La operación se llevó a cabo en una zona exclusiva del norte de la capital colombiana en el sector de Santa Bárbara, en la localidad de Usaquén, y que también contó con la presencia del agentes del CTI de la Fiscalía General de la Nación y de la Oficina Federal de Investigación (FBI).
Según lo que menciona el informe oficial por parte de las autoridades, Atuesta deberá responder ante la justicia estadounidense por los delitos de concierto para delinquir y tráfico de drogas ilícitas.
El procedimiento se desarrolló con apoyo de la Fiscalía 11 de la Dirección Especializada contra el Narcotráfico.

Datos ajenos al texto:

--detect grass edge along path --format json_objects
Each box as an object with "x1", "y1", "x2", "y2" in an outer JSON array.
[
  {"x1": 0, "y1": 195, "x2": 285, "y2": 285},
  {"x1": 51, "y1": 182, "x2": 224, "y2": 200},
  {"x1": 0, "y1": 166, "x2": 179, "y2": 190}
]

Para este fin, los investigadores utilizaron técnicas especiales, entre ellas agentes encubiertos y entregas vigiladas y controladas, para seguir las actividades atribuidas a la organización.
La orden de captura con fines de extradición fue emitida a partir de una nota verbal de la delegación diplomática de Estados Unidos, por solicitud de la Corte del Distrito Sur de Florida.

Una incautación de 11 kilos de cocaína fue parte de la investigación contra la red
Uno de los antecedentes del proceso ocurrió el 23 de noviembre de 2023, cuando la Dijín incautó más de 11 kilogramos de clorhidrato de cocaína en el occidente de Bogotá.
Según la Policía, el cargamento fue entregado presuntamente por “Skary”, quien estaba acompañado por dos colaboradores logísticos identificados como alias Ney y “Richi”. Las autoridades confirmaron la naturaleza de la sustancia mediante la Prueba de Identificación Preliminar Homologada (PIPH).
Al respecto, el coronel Elver Vicente Alfonso Sanabria, director de Investigación Criminal e Interpol, sostuvo que “durante la investigación se logró determinar que la organización mantenía su centro de acopio y coordinación en la capital del país”.
Desde allí, según la hipótesis de las autoridades, coordinaban los despachos de estupefacientes mediante rutas aéreas y marítimas.
El destino final de los cargamentos era Miami, Florida, ciudad en la que la red contaría con contactos para la distribución y comercialización de la cocaína.
La Policía sostiene que las fracturas internas frenaron nuevos envíos al exterior
De acuerdo con el reporte oficial de las autoridades colombianas, la incautación de 2023 y las divisiones internas dentro de la estructura afectaron la capacidad de la red para enviar nuevos cargamentos fuera de Colombia.
Este revés para las finanzas del grupo criminal habría sido un factor clave para que “la estructura no logró consolidar nuevos despachos hacia el exterior”, agregó el coronel Sanabria.
La investigación continuará para establecer el alcance de las operaciones que habrían sido dirigidas por Atuesta, la identidad de otros posibles integrantes y los vínculos de la red en Colombia y Estados Unidos.
Las autoridades sustentaron la cooperación judicial en la Convención de Viena de 1988, relacionada con la lucha contra el tráfico ilícito de estupefacientes, y en la Convención de Palermo contra la delincuencia organizada transnacional.
Tras la captura, Atuesta fue puesto a disposición de la Dirección de Asuntos Internacionales de la Fiscalía General de la Nación, que deberá avanzar con los procedimientos administrativos y judiciales relacionados con su posible entrega a Estados Unidos.